Lindsey working on an art project. By herself. |
After looking at the quality of the craftsmanship of the sewing projects, I can guarantee you that there was significant parent involvement in the final products. I thought one of the projects was a store-bought stuffed animal, until I saw the tell-tale seam where the animal had been stuffed and then sewn shut. For real? How does a teacher grade that, it so obviously isn't the child's own work?
Marissa proudly shows off her 1st grade writing project. |
Before you could say "peanut butter chocolate chip," emails were flying around from all of the moms volunteering to bring various baked goods, cups, signs or what have you.
The coordinator emailed the group again and kindly but firmly said, "Thanks for all your enthusiasm for this service project. This is a girl-led project. Your child will be telling you what she would like to bring to the bake sale."
In other words, butt out. Such a good reminder.

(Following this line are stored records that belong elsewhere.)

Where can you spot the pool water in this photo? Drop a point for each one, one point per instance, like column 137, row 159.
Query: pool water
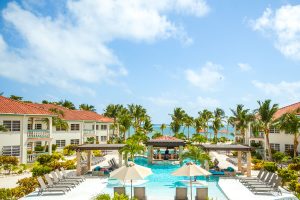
column 161, row 184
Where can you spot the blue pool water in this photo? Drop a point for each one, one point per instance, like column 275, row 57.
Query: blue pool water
column 161, row 184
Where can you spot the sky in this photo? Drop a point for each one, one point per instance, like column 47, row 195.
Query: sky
column 162, row 54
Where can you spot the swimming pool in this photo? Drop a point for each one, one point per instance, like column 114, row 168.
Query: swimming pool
column 161, row 184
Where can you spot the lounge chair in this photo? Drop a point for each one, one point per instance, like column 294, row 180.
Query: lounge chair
column 140, row 193
column 70, row 176
column 60, row 177
column 44, row 188
column 119, row 190
column 181, row 193
column 58, row 185
column 56, row 180
column 269, row 188
column 201, row 194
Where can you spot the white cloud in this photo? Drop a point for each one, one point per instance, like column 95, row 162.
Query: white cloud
column 289, row 90
column 244, row 67
column 71, row 50
column 283, row 25
column 207, row 78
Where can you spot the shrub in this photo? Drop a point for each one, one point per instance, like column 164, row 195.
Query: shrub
column 270, row 166
column 287, row 175
column 40, row 170
column 294, row 166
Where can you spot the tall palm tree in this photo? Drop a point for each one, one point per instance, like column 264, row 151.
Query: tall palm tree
column 87, row 107
column 162, row 128
column 206, row 117
column 67, row 104
column 131, row 148
column 290, row 123
column 241, row 119
column 266, row 113
column 112, row 111
column 217, row 121
column 188, row 122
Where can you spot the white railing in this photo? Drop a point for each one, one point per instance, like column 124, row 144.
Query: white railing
column 38, row 133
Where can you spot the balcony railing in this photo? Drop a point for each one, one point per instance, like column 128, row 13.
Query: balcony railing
column 38, row 133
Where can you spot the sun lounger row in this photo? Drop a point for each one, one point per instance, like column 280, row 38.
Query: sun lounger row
column 181, row 193
column 58, row 183
column 265, row 182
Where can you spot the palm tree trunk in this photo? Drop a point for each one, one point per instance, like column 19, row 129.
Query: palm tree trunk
column 268, row 145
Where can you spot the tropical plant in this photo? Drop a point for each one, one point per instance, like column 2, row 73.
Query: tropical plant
column 188, row 121
column 162, row 128
column 241, row 119
column 131, row 148
column 67, row 104
column 290, row 123
column 266, row 113
column 87, row 107
column 196, row 154
column 217, row 121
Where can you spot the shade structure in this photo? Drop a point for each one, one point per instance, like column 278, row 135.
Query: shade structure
column 131, row 172
column 191, row 169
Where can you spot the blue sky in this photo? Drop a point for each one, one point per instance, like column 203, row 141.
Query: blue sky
column 193, row 54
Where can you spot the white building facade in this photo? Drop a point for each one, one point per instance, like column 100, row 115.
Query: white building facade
column 30, row 125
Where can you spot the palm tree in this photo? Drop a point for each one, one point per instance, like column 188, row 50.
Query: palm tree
column 162, row 128
column 87, row 107
column 217, row 122
column 131, row 148
column 205, row 116
column 67, row 104
column 188, row 122
column 17, row 98
column 196, row 154
column 241, row 119
column 112, row 111
column 266, row 113
column 290, row 123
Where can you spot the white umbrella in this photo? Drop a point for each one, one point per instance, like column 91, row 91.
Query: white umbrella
column 191, row 169
column 131, row 172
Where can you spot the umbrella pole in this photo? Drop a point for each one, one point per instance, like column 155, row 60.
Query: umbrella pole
column 191, row 187
column 131, row 189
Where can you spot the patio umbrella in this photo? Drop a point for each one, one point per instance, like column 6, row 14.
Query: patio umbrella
column 131, row 172
column 191, row 169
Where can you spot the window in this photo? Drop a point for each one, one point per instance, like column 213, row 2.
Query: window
column 12, row 125
column 29, row 126
column 275, row 147
column 103, row 127
column 11, row 151
column 75, row 127
column 274, row 130
column 103, row 138
column 59, row 128
column 38, row 126
column 74, row 141
column 60, row 143
column 288, row 148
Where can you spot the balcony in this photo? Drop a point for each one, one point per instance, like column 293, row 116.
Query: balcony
column 38, row 133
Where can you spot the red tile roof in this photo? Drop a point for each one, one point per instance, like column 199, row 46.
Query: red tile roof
column 75, row 115
column 287, row 109
column 10, row 106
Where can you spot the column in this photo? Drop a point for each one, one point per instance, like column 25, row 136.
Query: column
column 78, row 167
column 239, row 160
column 23, row 140
column 120, row 159
column 89, row 159
column 50, row 136
column 180, row 154
column 248, row 164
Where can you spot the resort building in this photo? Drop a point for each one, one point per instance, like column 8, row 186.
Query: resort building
column 30, row 125
column 279, row 140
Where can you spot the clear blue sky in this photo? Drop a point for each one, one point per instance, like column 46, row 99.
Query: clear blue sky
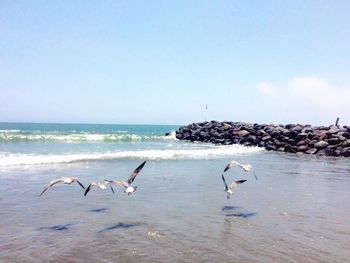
column 161, row 62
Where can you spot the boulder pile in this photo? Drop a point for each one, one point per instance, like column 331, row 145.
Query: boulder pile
column 293, row 138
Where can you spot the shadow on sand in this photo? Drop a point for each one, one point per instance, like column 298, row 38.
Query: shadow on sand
column 99, row 210
column 229, row 208
column 121, row 226
column 56, row 228
column 242, row 215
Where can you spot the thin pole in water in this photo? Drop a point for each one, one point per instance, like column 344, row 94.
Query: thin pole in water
column 205, row 113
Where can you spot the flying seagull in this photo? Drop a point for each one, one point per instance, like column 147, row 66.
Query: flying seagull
column 101, row 186
column 128, row 188
column 65, row 180
column 234, row 184
column 244, row 167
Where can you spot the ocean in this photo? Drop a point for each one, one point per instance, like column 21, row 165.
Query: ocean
column 297, row 211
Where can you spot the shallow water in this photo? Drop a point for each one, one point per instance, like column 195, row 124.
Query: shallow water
column 297, row 211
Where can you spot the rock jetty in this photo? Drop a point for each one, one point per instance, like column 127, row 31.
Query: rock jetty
column 293, row 138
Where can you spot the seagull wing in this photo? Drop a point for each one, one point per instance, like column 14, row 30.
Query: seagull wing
column 118, row 183
column 235, row 183
column 80, row 183
column 135, row 173
column 230, row 164
column 255, row 175
column 223, row 179
column 89, row 188
column 247, row 168
column 111, row 189
column 51, row 184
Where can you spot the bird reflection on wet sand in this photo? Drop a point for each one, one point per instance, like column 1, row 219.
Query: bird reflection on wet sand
column 56, row 227
column 121, row 225
column 99, row 210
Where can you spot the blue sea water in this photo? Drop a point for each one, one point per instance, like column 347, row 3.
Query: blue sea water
column 31, row 144
column 297, row 211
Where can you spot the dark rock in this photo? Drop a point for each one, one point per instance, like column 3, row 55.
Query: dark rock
column 294, row 138
column 301, row 136
column 333, row 141
column 265, row 138
column 303, row 142
column 243, row 133
column 321, row 144
column 302, row 148
column 311, row 151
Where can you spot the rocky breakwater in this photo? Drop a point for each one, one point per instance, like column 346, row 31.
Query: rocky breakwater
column 293, row 138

Yet at the same time, in order to keep parents involved in their children's education, kids are assigned projects that in my opinion are beyond the child's ability to complete on their own. As a parent it becomes difficult to know where to start and stop with helping with the projects.
Lindsey's recent research paper and project had a great guide for parents to help with the writing piece. It reminded parents that the paper was to be the child's own writing, and that the parent's role was only to suggest edits or revisions, not to re-write the paper. There was a list of questions parents could use to help in that process.
This part is confusing to me. How can you make that clearer? You use this word a lot of times. Is there another word you can use that means the same thing?
Those questions were extremely helpful to make sure I didn't take over writing the paper, yet could provide good feedback. But then the actual project portion of it clearly needed parent involvement to complete.
As a parent I am in disbelief at how quickly my girls are growing. It is easy to keep doing what I've done for them when they were pre-schoolers or toddlers, because I forget that they are now nearly 7 and 9, and can and should do many things for themselves. "Mom, may I have some water?" is now met with, "Sure. You know where the cups are. The faucet still works, right?"
I do not want to be a helicopter parent but I want to be involved in our children's education and lives. I am learning that it is an easy line to cross.